Desde que leí el título de este poemario de Jesús Cárdenas di por sentado lo que venía Después de la música: el silencio. Y algo (o mucho) de eso hay en este conjunto sinfónico en cinco movimientos donde las pausas se miden como un respiro exacto entre el desgarro, el dolor y la soledad. Esa ausencia de ecos nos acompaña desde la cita de José Hierro que preludia el libro («y el silencio del mar, y el de su vida») hasta el abrupto adiós con que concluye («Quizás oiréis cerrar la puerta,/ los pasos en el umbral»); nos conduce en un viaje en solitario por rescatar las palabras como esencia absoluta de la poesía.

Jesús Cárdenas se dirige a un tú visible aquí y ahora, presente precisamente por ese mágico signo capaz de concitar la realidad palpable («¿No es la palabra frío/ la que consigue agrietar la cara?»). Aun así, consciente de que esta no siempre consigue su objetivo de clarividencia («Que hay más de un túnel oculto/ en las palabras que nos decimos»), se impone la armonía del silencio («Para qué querría hablar entonces/ si no encuentro un verbo para este instante»), pues, aunque la voz del escritor ansía ser escuchada y dejar de ser unidad («Quiere contar con una habitación/ iluminada, un ajetreo cálido»), solo consigue sumergir al lector en su propio mutismo, hacerle ver que también él ha llegado a un final: el del concierto o el de una etapa de su vida.

Los ojos del poeta, de nuestro poeta, tienen el privilegio de escarbar e interpretar cada gesto, cada acto de ese tú lejano al que se dirige: el mismo que lo mantiene en un estado de muda angustia.
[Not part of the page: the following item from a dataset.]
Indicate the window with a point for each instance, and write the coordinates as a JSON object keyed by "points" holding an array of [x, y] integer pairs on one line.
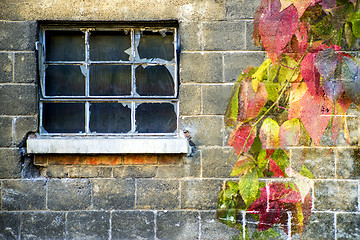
{"points": [[108, 80]]}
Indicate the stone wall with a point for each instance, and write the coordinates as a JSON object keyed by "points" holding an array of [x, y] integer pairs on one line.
{"points": [[149, 196]]}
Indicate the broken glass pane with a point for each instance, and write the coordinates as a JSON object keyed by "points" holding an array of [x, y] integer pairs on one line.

Solo la ausencia de voz y de sonido (de respuestas, en fin) puede acompañar la imagen estática de las fotografías, esos retazos de tiempo suspendido que no consiguen difuminar «la pesadez grasienta de la muerte» y que aparecen y reaparecen en la segunda parte del libro («Vías de escape») para desembocar en un silencio más fiero y más profundo, en un vacío que «late/ en todo lo que existe», que se desenvuelve en una rutina de soledad acompañada y limitada por nuevas fronteras de quietud. En esta liza de la vida el poeta soporta un ataque que lo lleva hasta las lonas sin posibilidad de resistir un nuevo asalto; sufre una embestida que lo destina a un adiós continuo, a un rechazo de un mundo roto que enfrentar en la penumbra (y en silencio), a una soledad tan inmensa que se define como cósmica, como la caída «en un gran hueco negro».
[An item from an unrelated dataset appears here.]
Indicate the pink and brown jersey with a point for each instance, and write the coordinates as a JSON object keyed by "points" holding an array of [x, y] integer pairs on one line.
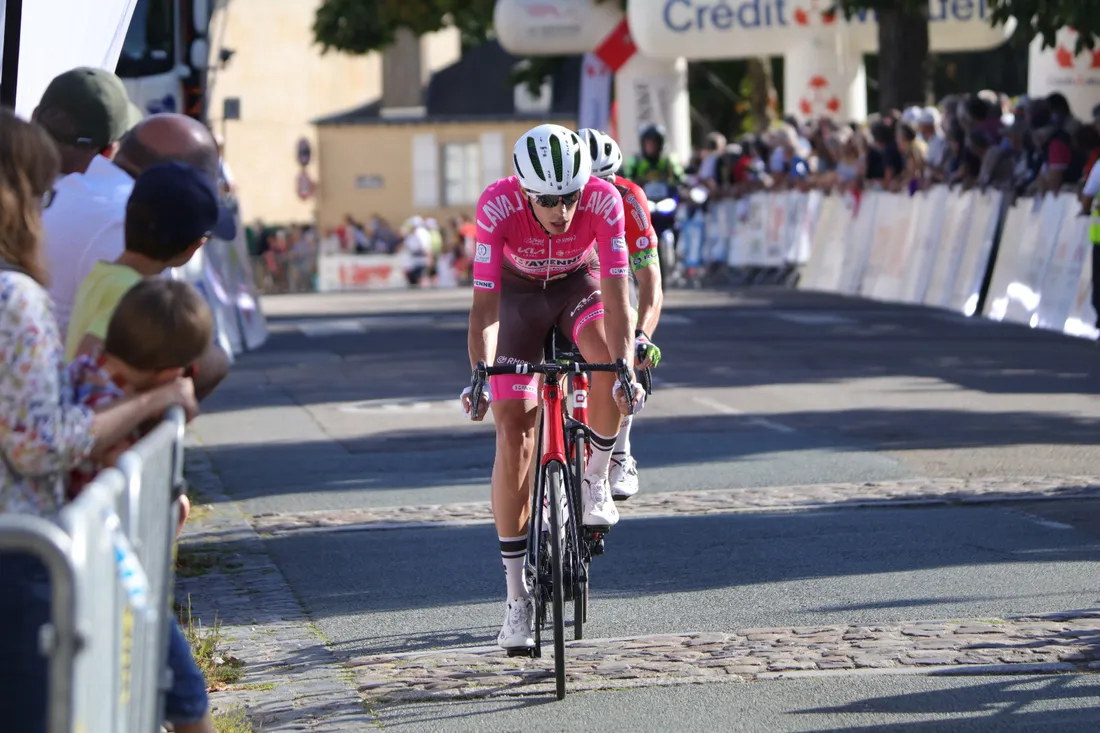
{"points": [[509, 237]]}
Realmente la música solo se hace presente en el pálpito del verso, en el ritmo logrado en una libertad que se desliza sin corsés métricos, con la pulcra iteración de palabras y comienzos que reaparecen como las variaciones armónicas de un mismo tema, con el golpear de los latidos de la sangre y el sonido trágico de las campanas «y los tambores de la nostalgia». La música se suspende en un hilo de luz que acompaña a todo el poemario, un fulgor excesivo que ciega o una penumbra que protege. Porque todos los elementos (el agua, el aire, el fuego) se tiñen de melancolía como si la maleza acechara cualquier atisbo de esperanza.

Por eso el poeta, que camina y vaga y permanece; que busca un contacto con su sueño, un paisaje compartido en el cruce casual e instantáneo de las «Miradas de dos viajeros», acepta el peso del silencio y termina despidiéndose y abriendo la posibilidad de un último ensayo armónico. Porque Después de la música todos esperamos siempre nuevos acordes en los que vernos reflejados, y lo más seguro es que Jesús Cárdenas nos los ofrezca en breve.